Synthesis and characterization of Cr substituted Mn-Zn nanoferrites with improved dielectric, electrical conductivity and impedance properties for electronic device applications

In the present study, the impact of Cr ion substitution on Mn-Zn soft nanoferrites has enhanced the dielectric, electrical conductivity, and impedance properties. The nanoferrites have been synthesized via a non-conventional wet chemical-based co-precipitation technique. Raman scattering confirms the spinel nature and also reveals a positive frequency shift with the Cr ion substitution. As Cr ion concentration increases, the dielectric constant (epsilon') increases significantly at room temperature. At 100 Hz, x= 0.5 [Mn0.5Cr0.5Fe2O4] resulted in higher value of epsilon' similar to 10(4) and a lower value of loss (tan delta) similar to 3.9. Frequency modulated ac conductivity rises with increasing Cr substitution in Mn-Zn nanoferrites.

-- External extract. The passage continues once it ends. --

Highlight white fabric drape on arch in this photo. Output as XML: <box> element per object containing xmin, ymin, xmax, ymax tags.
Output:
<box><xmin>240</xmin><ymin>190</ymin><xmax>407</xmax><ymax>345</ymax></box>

Electric modulus, impedance spectra, and conduction nature were found to improve with increasing Cr ions. The Nyquist plot shows two semicircle responses in the high and mid-frequency regions, which is due to a conduction mechanism of charges (Fe2+<-> Fe3+) that is related to bulk grains and grain boundary contribution, respectively. High dielectric constants and minimum electric loss in soft nanoferrite materials are useful for electronic device applications.